Títulos vs Corpo de notícia: um tratado de manipulação
Jornalismo

Títulos vs Corpo de notícia: um tratado de manipulação



Como no caso presente, são muitos os exemplos de notícias cujo título tem um intuito claro de desviar atenções ou induzir o leitor numa conclusão, que até pode ser contraditória com a “verdade” da notícia em si.
 
Este título, escolhido para noticiar o encontro PPC / Hollande, é exemplar do jornalismo manhoso e manipulador que temos. O título, para quem não ler a notícia e atendendo lenga-lenga dos "defensores da austeridade" vs "defensores do crescimento", que domina a agenda noticiosa em Portugal, leva alguns a concluir que Hollande fez uma crítica à governação de PPC, quando se trata do inverso, elogiou-a.
 
As críticas referem-se à gestão ”pré-troika”, ou seja, a governação socialista de Sócrates.
 
Elogioso em relação aos resultados do programa de ajustamento em Portugal, o Presidente François Hollande disse esta tarde, no Eliseu, numa conferência de imprensa conjunta com o primeiro-ministro Passos Coelho, que Portugal não é um exemplo a seguir no combate aos défices e no controlo da dívida…
Põe-me a questão de saber se a França poderia seguir o exemplo de Portugal... Não! Porque os níveis da dívida não são comparáveis, porque as situações económicas são diferentes... mas é porque queremos evitar chegar a essas soluções [de cortes nos salários, nas pensões...] que é preciso encarar o problema o mais rapidamente possível e o mais eficazmente possível", explicou o Presidente Francês. "Eis a razão pela qual nós mesmos, em França, reduzimos o nosso défice, controlámos a nossa dívida e fizemos o esforço da competitividade... é melhor tomar as medidas antes porque, quando se espera demasiado, elas podem ser extremamente dolorosas""
 
Se um título deve resumir (ou pelo menos tentar...) o corpo de uma notícia, deveria ser algo do género:

“Hollande critica Sócrates e elogia Passos Coelho”

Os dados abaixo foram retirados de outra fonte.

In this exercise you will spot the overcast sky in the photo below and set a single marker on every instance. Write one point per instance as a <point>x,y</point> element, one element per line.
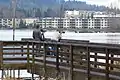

Mas não, o Sr. Jornalista com uma foto de Hollande e Passos em fundo, preferiu o “Hollande diz que Portugal não é exemplo a seguir”.
 
Esta notícia e respectivo título, são também um bom exemplo de como muitos leitores, por ficarem apenas pela leitura do título, se deixam manipular por este jornalismo manhoso.... Não raras vezes, em conversas de café, por ex., e na sequência de algo que leram / ouviram na comunicação social, é frequente ouvir pessoas, com a maior das certezas, afirmarem ideias completamente contraditórias ou desfasadas da realidade do assunto em questão (nunca vos aconteceu?). Por vezes, tratam-se pessoas sem o mínimo de bom senso, fanáticas, irracionais, mas - descartando esses casos - há também os casos em que essas ideias assentam em muita desinformação que circula nos mídia. O blog já referiu casos destes, aqui por exemplo. 

Neste caso e para ilustrar como as pessoas são facilmente induzidas, vejam-se algumas reacções do “cidadão comum” a este mesmo título da notícia do Expresso, que transcrevo de redes sociais. Estes comentários (alguns verdadeiras pérolas …) só podem ser feitos por alguém que apenas leu o título da notícia e vive sob a influência do contexto criado pelo espaço noticioso que nos é servido diariamenete.

Sábio A: “grande chapada no bom aluno, no modelo de capacho que temos como 1º ministro...grande Hollande!”;
 
Sábio B:“AHAHHAHAHAHA Toma la Passos Coelho !!!!”,ou;
 
Sábio C:“Percebeste ó sho Passos? Es burro que nem um calhau...”

Obviamenete, depois de "levarmos" durante meses com o Dr. Seguro e a sua proximidade com as teorias “virtuosas do crescimento” de Hollande, por oposição às teorias “más da austeridade” de PPC (e Merkel) e num contexto de constante ataque ao actual governo, a escolha deste título só pode levar os mais distraídos a concluir que o recado do “Portugal não é exemplo a seguir”, seria certamente dirigido a Passos.
 
Porque se esconde a crítica de Hollande aos socialistas?! Isto é Jornalismo sério, a quem serve este frete? E, já agora, não é jornalisticamente relevante ir questionar Seguro sobre a (nova?) posição de Hollande!? Então, depois de os Srs. Jornalistas andarem meses à volta do "Salvador Hollande", de “Hollande, o crescimentista”, não acham que estas suas declarações, onde sublinha a importância do controlo da dívida e do défice, não são importantes!?
 
Será que alguém, vai colocar ao Dr. Seguro a seguinte questão:

“Como reage às palavras de Hollande, onde deixou críticas à gestão socialista e elogios à governação de Passos Coelho?"